Total due stake in Novatek’s Arctic LNG 2

Total SA has signed an agreement with Novatek to acquire a 10% participation interest in the Russian company’s 19.8 million-tonne/year Arctic LNG 2 project on northern Siberia’s Gydan Peninsula.

Novatek plans three liquefaction trains with combined capacities of 19.8 million tpy of LNG from gas produced at Utrenneye gas and condensate field. The trains will be installed atop gravity-based structures in the Gulf of Ob.

The site is across the gulf from Novatek’s Yamal LNG plant, the first 5.5-million-tpy train of which started up late last year.

Total is a 20% partner in Yamal LNG and holds a 19% stake in Novatek. Through its acquired interest and holding in Novatek, Total will have an effective interest of 21.5% in Arctic LNG 2 if Novatek retains its 60% share.

If Novatek decides to reduce its interest in the project, Total will be able to increase its direct share to as much as 15%.

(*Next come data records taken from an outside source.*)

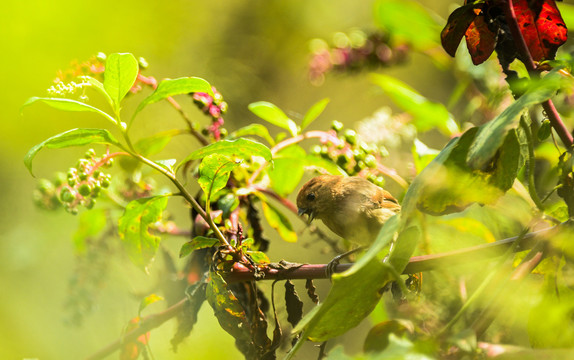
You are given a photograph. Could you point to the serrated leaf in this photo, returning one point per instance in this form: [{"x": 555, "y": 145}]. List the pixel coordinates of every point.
[
  {"x": 68, "y": 105},
  {"x": 120, "y": 75},
  {"x": 99, "y": 87},
  {"x": 426, "y": 114},
  {"x": 74, "y": 137},
  {"x": 198, "y": 242},
  {"x": 253, "y": 130},
  {"x": 239, "y": 148},
  {"x": 91, "y": 223},
  {"x": 492, "y": 134},
  {"x": 171, "y": 87},
  {"x": 133, "y": 227},
  {"x": 314, "y": 112},
  {"x": 148, "y": 300},
  {"x": 155, "y": 143},
  {"x": 214, "y": 172},
  {"x": 272, "y": 114},
  {"x": 287, "y": 170},
  {"x": 228, "y": 310},
  {"x": 278, "y": 221}
]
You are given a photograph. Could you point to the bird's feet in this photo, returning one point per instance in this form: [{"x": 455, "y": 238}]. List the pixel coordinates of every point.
[{"x": 332, "y": 265}]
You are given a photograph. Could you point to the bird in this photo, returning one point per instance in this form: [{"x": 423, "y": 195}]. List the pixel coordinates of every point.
[{"x": 350, "y": 206}]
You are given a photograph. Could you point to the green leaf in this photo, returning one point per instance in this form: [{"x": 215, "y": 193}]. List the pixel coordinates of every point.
[
  {"x": 408, "y": 22},
  {"x": 171, "y": 87},
  {"x": 74, "y": 137},
  {"x": 99, "y": 87},
  {"x": 68, "y": 105},
  {"x": 352, "y": 298},
  {"x": 426, "y": 114},
  {"x": 448, "y": 185},
  {"x": 133, "y": 227},
  {"x": 253, "y": 130},
  {"x": 229, "y": 312},
  {"x": 119, "y": 77},
  {"x": 240, "y": 148},
  {"x": 214, "y": 172},
  {"x": 314, "y": 112},
  {"x": 278, "y": 221},
  {"x": 272, "y": 114},
  {"x": 198, "y": 242},
  {"x": 91, "y": 223},
  {"x": 287, "y": 170},
  {"x": 148, "y": 300},
  {"x": 492, "y": 134},
  {"x": 155, "y": 143},
  {"x": 314, "y": 162}
]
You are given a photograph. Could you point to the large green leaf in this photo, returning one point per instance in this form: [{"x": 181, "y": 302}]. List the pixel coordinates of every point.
[
  {"x": 68, "y": 105},
  {"x": 287, "y": 170},
  {"x": 314, "y": 112},
  {"x": 426, "y": 114},
  {"x": 253, "y": 130},
  {"x": 133, "y": 227},
  {"x": 239, "y": 148},
  {"x": 272, "y": 114},
  {"x": 74, "y": 137},
  {"x": 214, "y": 172},
  {"x": 492, "y": 134},
  {"x": 408, "y": 22},
  {"x": 120, "y": 75},
  {"x": 172, "y": 87}
]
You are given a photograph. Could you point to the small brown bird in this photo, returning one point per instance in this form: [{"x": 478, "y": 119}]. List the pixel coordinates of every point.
[{"x": 351, "y": 207}]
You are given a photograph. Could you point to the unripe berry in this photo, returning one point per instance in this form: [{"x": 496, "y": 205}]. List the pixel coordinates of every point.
[
  {"x": 336, "y": 125},
  {"x": 351, "y": 136},
  {"x": 371, "y": 161},
  {"x": 84, "y": 189}
]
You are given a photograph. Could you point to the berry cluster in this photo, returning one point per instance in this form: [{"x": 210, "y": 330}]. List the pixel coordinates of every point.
[
  {"x": 80, "y": 186},
  {"x": 352, "y": 154},
  {"x": 214, "y": 107},
  {"x": 353, "y": 51}
]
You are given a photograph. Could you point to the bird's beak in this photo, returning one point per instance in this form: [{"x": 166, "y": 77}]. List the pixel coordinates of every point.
[{"x": 310, "y": 215}]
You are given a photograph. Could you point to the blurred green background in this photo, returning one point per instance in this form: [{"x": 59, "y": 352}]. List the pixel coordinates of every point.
[{"x": 250, "y": 50}]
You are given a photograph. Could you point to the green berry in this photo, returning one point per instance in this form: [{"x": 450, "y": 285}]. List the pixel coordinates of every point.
[
  {"x": 67, "y": 196},
  {"x": 351, "y": 136},
  {"x": 371, "y": 161},
  {"x": 544, "y": 130},
  {"x": 336, "y": 125},
  {"x": 90, "y": 154},
  {"x": 316, "y": 150},
  {"x": 84, "y": 189},
  {"x": 59, "y": 179}
]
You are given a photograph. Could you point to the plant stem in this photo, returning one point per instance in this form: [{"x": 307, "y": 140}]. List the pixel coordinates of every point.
[{"x": 526, "y": 58}]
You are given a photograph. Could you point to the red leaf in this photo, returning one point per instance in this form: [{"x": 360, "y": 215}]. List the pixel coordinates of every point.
[
  {"x": 542, "y": 27},
  {"x": 480, "y": 40},
  {"x": 553, "y": 31},
  {"x": 456, "y": 26}
]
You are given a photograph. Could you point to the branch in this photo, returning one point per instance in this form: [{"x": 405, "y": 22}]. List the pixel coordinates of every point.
[
  {"x": 318, "y": 271},
  {"x": 526, "y": 58}
]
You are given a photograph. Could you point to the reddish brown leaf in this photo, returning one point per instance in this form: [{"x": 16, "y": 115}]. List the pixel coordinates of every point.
[
  {"x": 527, "y": 24},
  {"x": 553, "y": 31},
  {"x": 480, "y": 40},
  {"x": 542, "y": 27},
  {"x": 456, "y": 26}
]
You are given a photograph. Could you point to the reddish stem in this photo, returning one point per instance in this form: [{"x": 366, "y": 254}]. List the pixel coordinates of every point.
[{"x": 526, "y": 58}]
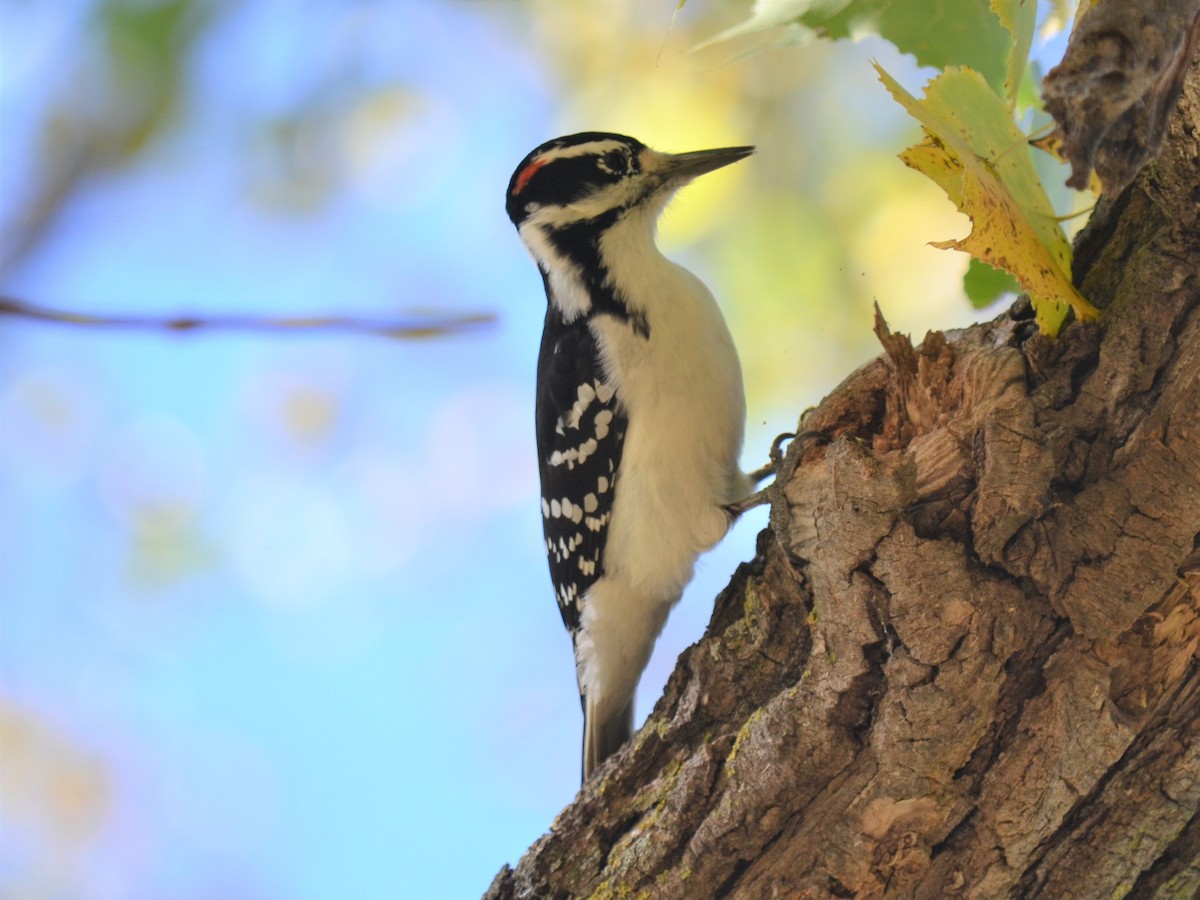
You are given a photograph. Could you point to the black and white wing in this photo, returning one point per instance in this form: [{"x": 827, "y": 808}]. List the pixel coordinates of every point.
[{"x": 581, "y": 432}]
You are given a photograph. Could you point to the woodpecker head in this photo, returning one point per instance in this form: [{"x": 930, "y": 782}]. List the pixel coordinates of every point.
[{"x": 595, "y": 177}]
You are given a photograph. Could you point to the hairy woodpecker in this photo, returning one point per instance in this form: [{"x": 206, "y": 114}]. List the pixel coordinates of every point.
[{"x": 640, "y": 407}]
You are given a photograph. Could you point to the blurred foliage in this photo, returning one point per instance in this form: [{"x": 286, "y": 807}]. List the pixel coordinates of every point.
[
  {"x": 960, "y": 33},
  {"x": 123, "y": 90},
  {"x": 973, "y": 148}
]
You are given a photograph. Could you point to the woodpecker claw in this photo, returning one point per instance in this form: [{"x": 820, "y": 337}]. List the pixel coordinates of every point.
[
  {"x": 748, "y": 503},
  {"x": 775, "y": 456}
]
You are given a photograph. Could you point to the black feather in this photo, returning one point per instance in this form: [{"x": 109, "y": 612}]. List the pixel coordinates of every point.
[{"x": 569, "y": 358}]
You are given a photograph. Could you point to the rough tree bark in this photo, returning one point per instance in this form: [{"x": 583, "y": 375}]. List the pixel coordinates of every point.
[{"x": 966, "y": 658}]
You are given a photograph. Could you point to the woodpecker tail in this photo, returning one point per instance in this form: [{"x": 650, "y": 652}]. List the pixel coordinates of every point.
[{"x": 604, "y": 737}]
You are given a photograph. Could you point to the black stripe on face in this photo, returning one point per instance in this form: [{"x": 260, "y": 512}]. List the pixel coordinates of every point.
[{"x": 546, "y": 178}]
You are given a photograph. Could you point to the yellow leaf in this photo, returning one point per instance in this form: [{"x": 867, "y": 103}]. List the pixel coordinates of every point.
[{"x": 975, "y": 151}]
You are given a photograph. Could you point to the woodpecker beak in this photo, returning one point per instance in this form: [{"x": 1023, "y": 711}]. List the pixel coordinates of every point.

The companies also agreed that Total will have the opportunity to acquire 10-15% direct interests in future Novatek LNG projects on the Yamal and Gydan Peninsulas.

The companies plan to make a final investment decision about Arctic LNG 2 next year, targeting start-up of the first train by the end of 2023.

Utrenneye field has reserves, based on the Russian classification system, of 1.582 billion cu m of natural gas and 65 million tonnes of liquids.